ANN ARBOR, Mich. — Researchers at the University of Michigan and Microsoft Research describe how Samsung’s SmartThings home automation platform is potentially vulnerable to hackers in a new report that is being presented this month at the IEEE Symposium on Security and Privacy.
Specifically, the researchers focused on the potentially susceptible “over-privilege” of SmartThings apps, which allows access to more functions than are necessary to operate the system. For example, an app that only needs access to a door lock’s battery level might also have access to the device’s on/off switch.
According to the study, titled “Security Analysis of Emerging Smart Home Applications,” 55% of the platform’s smart apps are over-privileged.
Although a user determines which smart devices to work with the SmartThings platform, the researchers found that the system does not present enough information about all the device capabilities the system can access once it becomes a part of the platform. “The SmartApp gains access to all commands and attributes of all the capabilities implemented by the device handlers of the selected devices,” according to the paper.

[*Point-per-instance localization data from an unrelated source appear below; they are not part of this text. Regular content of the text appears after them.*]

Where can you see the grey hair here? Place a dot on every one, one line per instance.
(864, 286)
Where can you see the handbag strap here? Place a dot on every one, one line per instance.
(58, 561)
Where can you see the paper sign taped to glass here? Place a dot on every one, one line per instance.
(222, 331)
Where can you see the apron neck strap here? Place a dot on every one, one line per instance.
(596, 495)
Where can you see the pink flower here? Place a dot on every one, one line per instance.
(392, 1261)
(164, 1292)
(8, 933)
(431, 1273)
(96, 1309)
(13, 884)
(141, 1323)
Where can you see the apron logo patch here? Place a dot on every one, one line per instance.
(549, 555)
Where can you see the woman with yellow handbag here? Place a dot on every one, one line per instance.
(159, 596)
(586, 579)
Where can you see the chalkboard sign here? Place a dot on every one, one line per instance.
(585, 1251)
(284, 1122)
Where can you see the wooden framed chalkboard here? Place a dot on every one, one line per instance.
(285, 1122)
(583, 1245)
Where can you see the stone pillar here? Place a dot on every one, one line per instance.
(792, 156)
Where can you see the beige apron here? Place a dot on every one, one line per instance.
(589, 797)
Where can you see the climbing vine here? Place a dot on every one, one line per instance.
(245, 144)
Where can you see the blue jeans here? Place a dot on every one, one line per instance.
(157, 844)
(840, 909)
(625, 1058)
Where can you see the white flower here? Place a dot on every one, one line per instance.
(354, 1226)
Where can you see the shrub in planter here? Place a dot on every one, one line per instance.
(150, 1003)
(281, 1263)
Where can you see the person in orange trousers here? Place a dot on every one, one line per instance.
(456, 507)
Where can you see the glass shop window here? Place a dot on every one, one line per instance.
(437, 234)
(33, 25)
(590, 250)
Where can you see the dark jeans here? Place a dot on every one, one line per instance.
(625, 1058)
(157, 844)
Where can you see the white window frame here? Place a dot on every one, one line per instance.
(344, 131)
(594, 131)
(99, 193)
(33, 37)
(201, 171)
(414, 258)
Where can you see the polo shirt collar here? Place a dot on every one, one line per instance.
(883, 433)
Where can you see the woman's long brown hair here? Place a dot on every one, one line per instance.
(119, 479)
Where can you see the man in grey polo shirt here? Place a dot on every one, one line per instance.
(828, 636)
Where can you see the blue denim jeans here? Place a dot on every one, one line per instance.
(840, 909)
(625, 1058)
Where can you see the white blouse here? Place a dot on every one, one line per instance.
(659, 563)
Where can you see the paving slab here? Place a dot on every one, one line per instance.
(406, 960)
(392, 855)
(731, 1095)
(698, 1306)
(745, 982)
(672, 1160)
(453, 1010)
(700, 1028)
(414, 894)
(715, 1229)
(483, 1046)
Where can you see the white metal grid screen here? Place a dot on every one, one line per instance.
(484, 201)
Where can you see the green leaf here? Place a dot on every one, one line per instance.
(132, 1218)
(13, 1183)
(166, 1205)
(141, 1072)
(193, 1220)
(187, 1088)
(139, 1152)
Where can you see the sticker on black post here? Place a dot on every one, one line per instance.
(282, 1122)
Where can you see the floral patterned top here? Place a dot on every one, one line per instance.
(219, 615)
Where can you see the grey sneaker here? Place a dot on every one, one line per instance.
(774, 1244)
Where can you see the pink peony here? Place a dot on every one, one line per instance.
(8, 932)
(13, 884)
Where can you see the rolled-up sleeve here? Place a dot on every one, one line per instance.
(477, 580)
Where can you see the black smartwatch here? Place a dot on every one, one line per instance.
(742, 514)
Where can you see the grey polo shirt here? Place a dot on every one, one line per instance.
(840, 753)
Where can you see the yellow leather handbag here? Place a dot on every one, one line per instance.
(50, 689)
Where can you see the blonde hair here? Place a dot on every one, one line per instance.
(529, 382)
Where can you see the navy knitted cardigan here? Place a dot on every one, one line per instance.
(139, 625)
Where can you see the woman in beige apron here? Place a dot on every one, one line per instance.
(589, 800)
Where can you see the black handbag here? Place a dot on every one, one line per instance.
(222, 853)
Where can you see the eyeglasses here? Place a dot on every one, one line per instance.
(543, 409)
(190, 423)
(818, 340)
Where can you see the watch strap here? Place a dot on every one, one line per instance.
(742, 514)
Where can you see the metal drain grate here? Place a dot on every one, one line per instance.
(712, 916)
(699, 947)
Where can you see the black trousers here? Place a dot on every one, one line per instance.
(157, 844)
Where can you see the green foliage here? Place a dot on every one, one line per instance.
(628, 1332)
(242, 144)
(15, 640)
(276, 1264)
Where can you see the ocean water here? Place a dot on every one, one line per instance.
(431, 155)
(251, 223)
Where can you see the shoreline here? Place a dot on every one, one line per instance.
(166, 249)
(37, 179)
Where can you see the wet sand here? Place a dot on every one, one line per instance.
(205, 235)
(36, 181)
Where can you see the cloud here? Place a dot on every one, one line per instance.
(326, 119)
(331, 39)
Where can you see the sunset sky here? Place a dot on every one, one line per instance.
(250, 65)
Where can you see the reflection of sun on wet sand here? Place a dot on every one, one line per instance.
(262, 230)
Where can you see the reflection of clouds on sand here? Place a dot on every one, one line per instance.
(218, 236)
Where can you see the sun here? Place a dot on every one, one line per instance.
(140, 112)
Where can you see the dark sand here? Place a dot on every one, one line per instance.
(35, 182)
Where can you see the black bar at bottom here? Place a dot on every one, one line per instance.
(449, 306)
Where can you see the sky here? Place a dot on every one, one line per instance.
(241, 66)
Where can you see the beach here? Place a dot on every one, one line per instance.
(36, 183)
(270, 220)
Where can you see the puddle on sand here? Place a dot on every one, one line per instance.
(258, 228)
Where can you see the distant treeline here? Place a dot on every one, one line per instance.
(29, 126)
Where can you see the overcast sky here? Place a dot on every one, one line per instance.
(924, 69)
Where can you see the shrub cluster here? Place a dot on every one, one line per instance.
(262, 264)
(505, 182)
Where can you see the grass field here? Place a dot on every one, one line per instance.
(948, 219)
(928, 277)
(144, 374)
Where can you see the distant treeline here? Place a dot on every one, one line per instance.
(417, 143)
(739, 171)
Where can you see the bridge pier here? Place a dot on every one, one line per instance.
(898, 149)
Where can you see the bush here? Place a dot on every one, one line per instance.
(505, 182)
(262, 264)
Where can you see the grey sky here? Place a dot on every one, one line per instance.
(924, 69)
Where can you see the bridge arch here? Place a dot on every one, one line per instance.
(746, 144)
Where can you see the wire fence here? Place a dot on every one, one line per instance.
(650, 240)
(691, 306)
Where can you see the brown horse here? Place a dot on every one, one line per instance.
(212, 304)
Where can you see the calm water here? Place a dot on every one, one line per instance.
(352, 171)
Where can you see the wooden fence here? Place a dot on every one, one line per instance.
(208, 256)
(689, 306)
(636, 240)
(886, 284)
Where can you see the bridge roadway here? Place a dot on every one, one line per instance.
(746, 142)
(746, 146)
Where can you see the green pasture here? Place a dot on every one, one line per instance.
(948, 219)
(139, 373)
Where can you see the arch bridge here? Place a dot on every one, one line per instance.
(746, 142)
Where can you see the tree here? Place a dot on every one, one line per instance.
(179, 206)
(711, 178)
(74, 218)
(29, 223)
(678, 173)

In the video above, researchers demonstrate how they were able to execute four successful proof-of-concept hacks by creating malicious apps. The hacks allow the researchers to open electronic locks, change a smart home’s “vacation” settings, and trigger a fire alarm with false messages.
“Say you give someone permission to change the lightbulb in your office, but the person also ends up getting access to your entire office, including the contents of your filing cabinets,” Atul Prakash, one of the researchers on the project, explains.
In a blog post on the SmartThings Web site, the company stated it has been working with the research team and has already implemented a number of updates to further protect against the potential vulnerabilities disclosed in the report.
“It is important to note that none of the vulnerabilities described have affected any of our customers thanks to the SmartApp approval processes that we have in place,” Alex Hawkinson, founder and CEO of SmartThings, states in the blog.